I think it's great to get behind a cause in life. For some people, that cause is helping to provide food to the starving countries of the world. For others, that cause is giving underprivileged children a decent education. For others still, that cause is apparently posting to online forums about perceived inconsistencies and injustices on a televised game show.
Hey, whatever floats your boat.
But let me just share my own personal thought process. Of course I know it's not "Fleur de LAYS." If I thought that, I would have spelled it like that. I know it's pronounced LEES or LEE, depending on the Frenchitude of the speaker, but I honestly always thought there was an E in there. I guess I associate it with the same phonetic structure as "Leisure" or "Seige," where the "ei" makes an "eeeeee" sound. If this had been an orally answered question in the Jeopardy round, there would have been no debate because I would have pronounced it correctly.

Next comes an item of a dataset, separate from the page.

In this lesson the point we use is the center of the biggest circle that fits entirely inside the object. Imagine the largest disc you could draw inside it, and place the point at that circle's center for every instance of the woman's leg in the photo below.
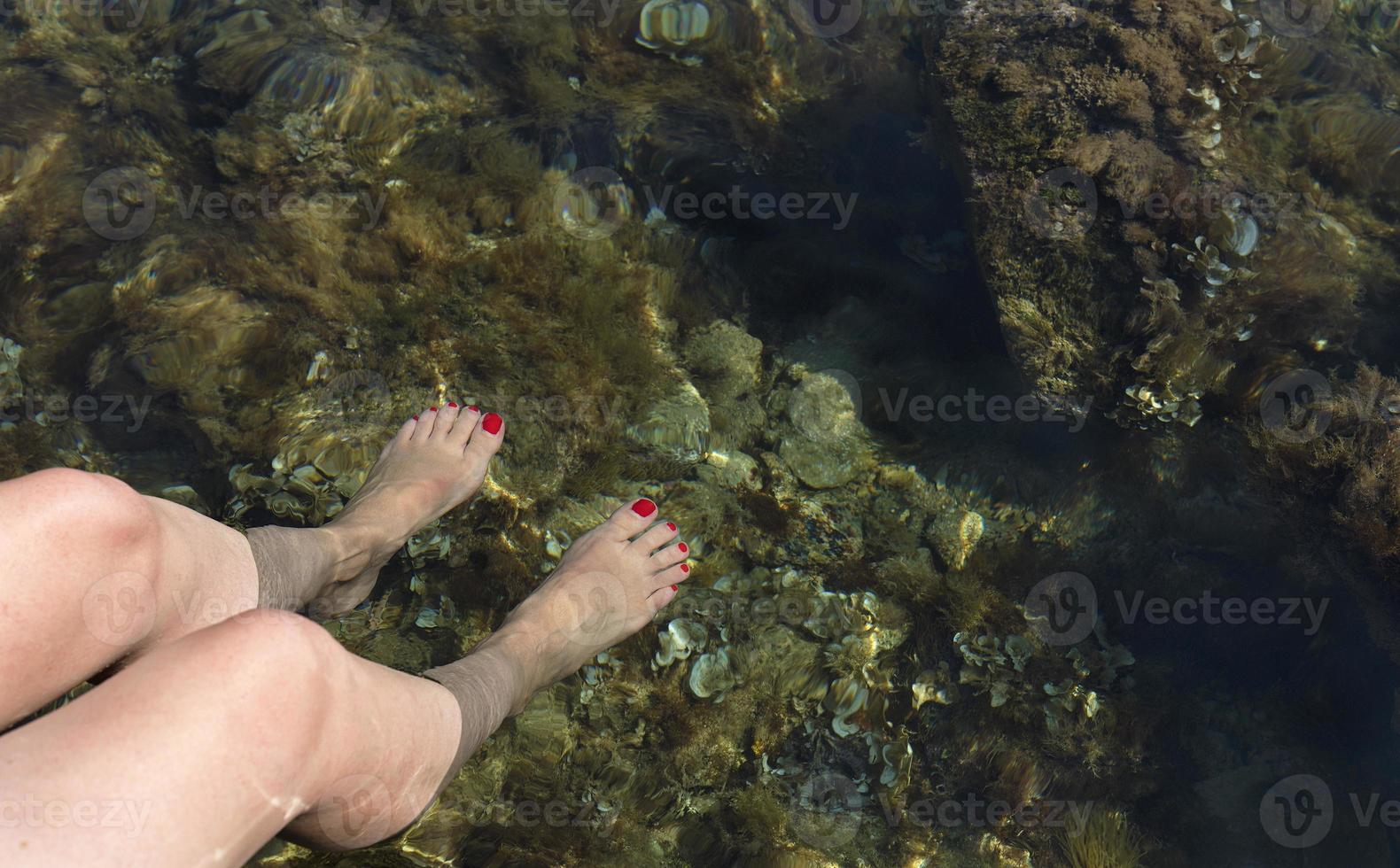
(203, 749)
(93, 573)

Anyway, enough on that topic. I want to finish with what an impressive, incredibly fun group of people the teachers in the tournament were. Remember I said I was disappointed when I got the call in August because I wanted to be in the regular version of the game? Now, having been through the tournament experience and meeting the people I did, I wouldn't change it for the world.
We bonded in the green room, we bonded in the audience, we bonded in the hotel bar in the evenings over drinks (normally we call this "book study" or "safety drills."). If you follow my page on FaceBook, you've probably seen many of them Like or comment on my posts. I do the same on their posts. We've truly become friends, and if any of us lived locally, we would almost certainly hang out on a weekly basis.
Or a weighkly basis, take your pick.
Oh, and I almost forgot -- the reaction at school the next day! Most of my teaching colleagues commented on how they liked my Elvis impression and were impressed with my win. My kids had lots of compliments, and one asked why on earth I would think they had TURKEY calling competitions (because her dad participated in the true duck calling contests). The boy who had wanted to wear a tutu if I won did indeed wear a tutu. I told him that he didn't have to unless I won the whole tournament, but he said since I won the game, he was going to wear the tutu. At recess, I was swarmed by 3rd graders who wanted my autograph.
I'll say, it's been a hell of a ride. And it continues tomorrow night
as I take on Timothy and Katie in the semi-finals. Hope you watch!